Judgment of the EU Court of Justice in Joined Cases C-154/15, C-307/15 and C-308/15 (Gutiérrez Naranjo v. Cajasur Banco, Palacios Martínez v. BBVA and Banco Popular Español v. Irles López)
Yesterday the EU Court of Justice gave its long-awaited judgment in the joined cases from Spain on the infamous ‘floor clauses’ (cláusulas suelo). It is a real Christmas present to Spanish consumers and house-owners: the CJEU has “overruled” national case law that limits the temporal effects of the declaration of nullity of an unfair term. Nullity is nullity. The impact of this judgment on the Spanish banking sector is huge: banks will have to pay back an estimated amount of 3.000 to 5.000 million euros (source: El País). The judgment has already been called a “formidable varapalo judicial a la banca“, a tremendous judicial blow to the banks.
‘Floor clauses’ in mortgage loan agreements establish a minimum rate below which the variable rate of interest cannot fall. Until the Spanish Supreme Court (Tribunal Supremo) found them to be unfair in 2013 due to a lack of transparency, they were widespread. The biggest question for Spanish consumers after yesterday’s judgment, which has been widely covered in Spanish media, is: how much money do we get back?
The reason why they ask this question, is the Supreme Court’s decision to limit the temporal effects of its judgment to after the date of its publication, 9 May 2013, both in respect of collective actions for an injunction and individual actions by consumers claiming repayment. Only the amounts overpaid on the basis of ‘floor clauses’ after that date had to be paid back. One of the considerations of the Supreme Court was that retroactive (i.e. restitutory) effect of the invalidity of the clauses at issue would give rise to serious economic repercussions. Lower courts in Spain, however, doubted whether the Supreme Court’s approach was compatible with Directive 93/13/EEC on unfair terms in consumer contracts. Last July, we reported on this blog that it was permissible in the opinion of the Advocate General. The CJEU has now decided otherwise, which means that Spanish consumers can also claim repayment of the amounts overpaid to the banks on the basis of ‘floor clauses’ during the period before 9 May 2013, from the beginning of their contract.

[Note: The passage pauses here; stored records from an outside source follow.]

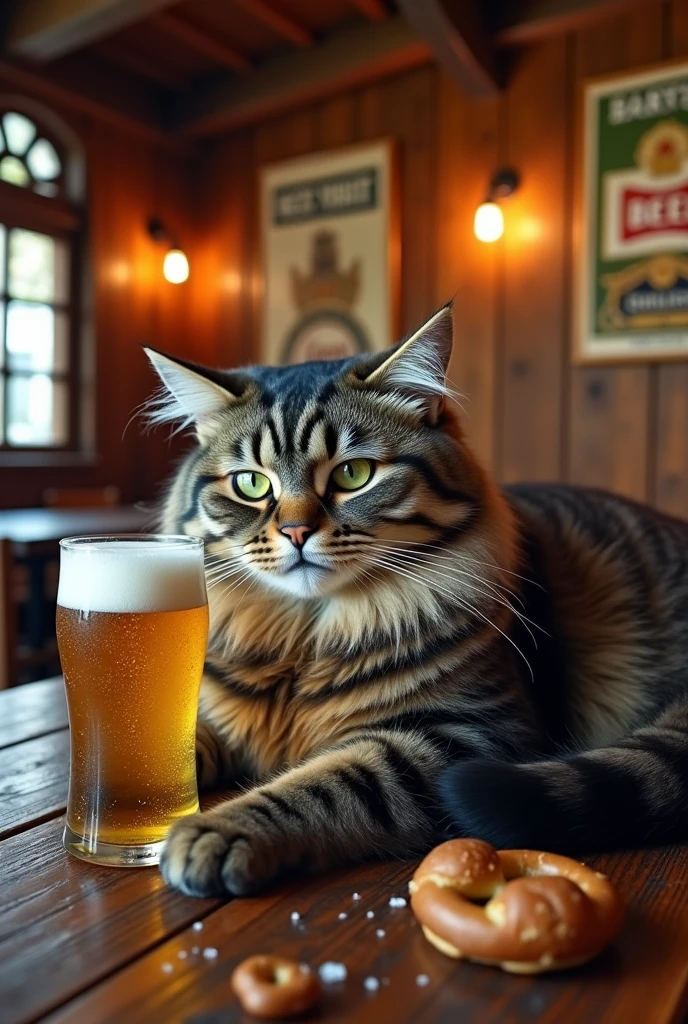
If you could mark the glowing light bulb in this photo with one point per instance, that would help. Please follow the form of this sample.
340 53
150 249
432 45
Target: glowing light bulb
175 266
488 222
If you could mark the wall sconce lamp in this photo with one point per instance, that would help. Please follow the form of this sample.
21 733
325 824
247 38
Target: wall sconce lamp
488 221
175 264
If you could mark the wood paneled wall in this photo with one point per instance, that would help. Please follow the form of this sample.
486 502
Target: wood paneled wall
529 414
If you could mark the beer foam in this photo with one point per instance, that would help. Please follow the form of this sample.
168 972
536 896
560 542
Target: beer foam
131 576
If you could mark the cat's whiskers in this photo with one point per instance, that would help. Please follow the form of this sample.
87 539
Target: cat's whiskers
493 591
393 567
450 560
470 558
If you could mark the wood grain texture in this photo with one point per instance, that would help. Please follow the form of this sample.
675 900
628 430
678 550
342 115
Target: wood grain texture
34 778
32 711
644 977
465 268
66 925
534 278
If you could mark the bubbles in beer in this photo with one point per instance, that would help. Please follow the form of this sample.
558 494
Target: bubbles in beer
131 576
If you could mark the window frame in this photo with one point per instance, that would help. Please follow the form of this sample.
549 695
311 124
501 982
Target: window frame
20 207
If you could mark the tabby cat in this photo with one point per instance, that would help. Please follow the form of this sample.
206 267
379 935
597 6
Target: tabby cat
401 652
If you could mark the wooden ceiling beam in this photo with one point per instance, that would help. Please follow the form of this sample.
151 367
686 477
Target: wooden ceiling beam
202 42
44 30
346 59
373 9
140 65
530 20
283 26
77 89
459 42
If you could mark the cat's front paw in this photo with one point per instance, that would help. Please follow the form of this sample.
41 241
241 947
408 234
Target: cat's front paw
219 853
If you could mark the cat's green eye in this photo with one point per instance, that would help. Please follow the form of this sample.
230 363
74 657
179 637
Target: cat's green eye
252 485
352 475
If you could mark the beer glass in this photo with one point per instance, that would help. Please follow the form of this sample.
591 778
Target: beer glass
132 630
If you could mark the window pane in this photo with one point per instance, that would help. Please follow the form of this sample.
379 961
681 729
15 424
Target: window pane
37 411
19 132
12 170
37 337
43 161
38 266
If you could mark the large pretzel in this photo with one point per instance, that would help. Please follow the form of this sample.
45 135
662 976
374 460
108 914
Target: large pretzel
544 912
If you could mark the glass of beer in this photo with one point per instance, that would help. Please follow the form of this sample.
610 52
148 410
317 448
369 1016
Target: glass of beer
132 630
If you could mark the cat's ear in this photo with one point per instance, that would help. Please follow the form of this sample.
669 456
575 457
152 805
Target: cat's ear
416 369
190 394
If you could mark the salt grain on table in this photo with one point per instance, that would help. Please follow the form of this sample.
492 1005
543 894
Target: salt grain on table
331 972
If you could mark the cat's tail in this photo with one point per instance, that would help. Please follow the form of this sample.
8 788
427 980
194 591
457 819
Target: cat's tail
632 794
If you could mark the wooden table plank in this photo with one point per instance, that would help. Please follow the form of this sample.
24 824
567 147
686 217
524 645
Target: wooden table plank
643 978
33 710
37 525
34 779
66 925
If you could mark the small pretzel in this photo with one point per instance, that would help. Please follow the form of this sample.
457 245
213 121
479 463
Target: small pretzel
271 986
544 912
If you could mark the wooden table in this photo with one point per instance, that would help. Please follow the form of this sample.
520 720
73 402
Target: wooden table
88 944
31 537
27 527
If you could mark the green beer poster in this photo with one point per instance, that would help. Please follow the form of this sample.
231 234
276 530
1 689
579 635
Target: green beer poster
633 275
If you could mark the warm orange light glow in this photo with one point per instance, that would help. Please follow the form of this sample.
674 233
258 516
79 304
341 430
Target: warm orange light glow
175 266
488 222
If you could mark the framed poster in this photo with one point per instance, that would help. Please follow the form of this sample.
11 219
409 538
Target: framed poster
330 238
632 287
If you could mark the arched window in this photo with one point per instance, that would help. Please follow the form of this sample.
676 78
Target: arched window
40 272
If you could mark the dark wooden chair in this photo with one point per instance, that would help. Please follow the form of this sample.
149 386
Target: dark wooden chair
81 498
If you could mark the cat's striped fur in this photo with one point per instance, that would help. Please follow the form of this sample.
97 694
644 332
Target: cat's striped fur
454 660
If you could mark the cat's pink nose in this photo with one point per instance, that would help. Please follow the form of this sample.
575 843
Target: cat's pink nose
298 532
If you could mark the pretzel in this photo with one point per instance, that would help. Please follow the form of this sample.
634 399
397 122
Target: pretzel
271 986
544 912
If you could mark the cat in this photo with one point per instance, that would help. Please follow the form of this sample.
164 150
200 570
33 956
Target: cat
400 651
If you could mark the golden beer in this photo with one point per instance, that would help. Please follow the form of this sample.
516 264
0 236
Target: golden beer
132 630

For the readers of this blog, the judgment may not be entirely unexpected. The CJEU refers extensively to its previous case law about the interpretation of “not binding on the consumer” under Article 6(1) of Directive 93/13. It reiterates that it is for the national court “purely and simply” to exclude the application of an unfair term (para. 57). The national court may not revise the content of unfair terms, “lest it contribute to eliminating the dissuasive effect of the straightforward non-application with regard to the consumer of those unfair terms” (para. 60). The determination of unfairness “must, in principle, have the consequence of restoring the consumer to the legal and factual situation that he would have been in if that term had not existed” (para. 61). Thus, the national court must impose the repayment of amounts that prove not to be due, which entails “a corresponding restitutory effect” (para. 62). The absence of such restitutory effect would call into question the dissuasive effect that Articles 6(1) and 7(1) of Directive 93/13 are designed to attach to a finding of unfairness.
The CJEU then proceeds to consider that national (case) law may not alter the scope and, therefore, the substance of the protection guaranteed to consumers by the Directive. The Supreme Court was entitled to hold that its judgment did not affect situations in which a judgment with the force of res judicata had been given. While it is compatible with EU law to lay down reasonable time-limits for bringing proceedings, only the CJEU can decide upon a temporal limitation of the effects of a rule of EU law. National (case) law may not aversely affect the substance of the right that consumers acquire under that rule. The temporal limitation made by the Supreme Court is tantamount to depriving any consumer having concluded a mortgage loan contract before 9 May 2013 containing a ‘floor clause’ of the right to obtain repayment in full of the overpaid amounts. The CJEU concludes that national case law, such as that following from the Supreme Court’s judgment of 9 May 2013, ensures only limited protection for consumers. Such protection is incomplete and insufficient and does not constitute either an adequate or an effective means of preventing the continued use of ‘floor clauses’.
The CJEU rejects the argument brought forward by, among others, the Spanish government that the question of the effects of the finding of unfairness as regards ‘floor clauses’ does not fall within the scope of Directive 93/13, because that finding would afford a higher level of consumer protection than guaranteed by the Directive. The review of the substantive unfairness of a clause relating to the main subject-matter of the contract, where the consumer did not have the necessary information on the conditions and consequences of that contract before entering into it, falls within the scope of the Directive.
The CJEU brushes aside the Supreme Court’s considerations in one fell swoop. It does not matter whether the ‘floor clauses’ were in themselves lawful, that their use had long been tolerated on the market, that the banks had complied with the regulatory requirements for information, or that there could be serious economic repercussions. The judgment was a bombshell: “Ahora mismo sale gratis disparar contra la banca” (“Right now, the banks have been made fair game”; source ABC). It is perceived as yet another setback for the Spanish banking sector. A string of preliminary references to the CJEU, starting with the well-known Azizcase, has strengthened the judicial protection of consumers against unfair contract terms. Still, yesterday’s judgment comes as a surprising end to a long-running battle between Spanish consumers and the banks, supported by the government. It remains to be seen how the European judgment will be implemented at the national level; most banks do not seem eager to accept an obligation to automatically repay all their clients.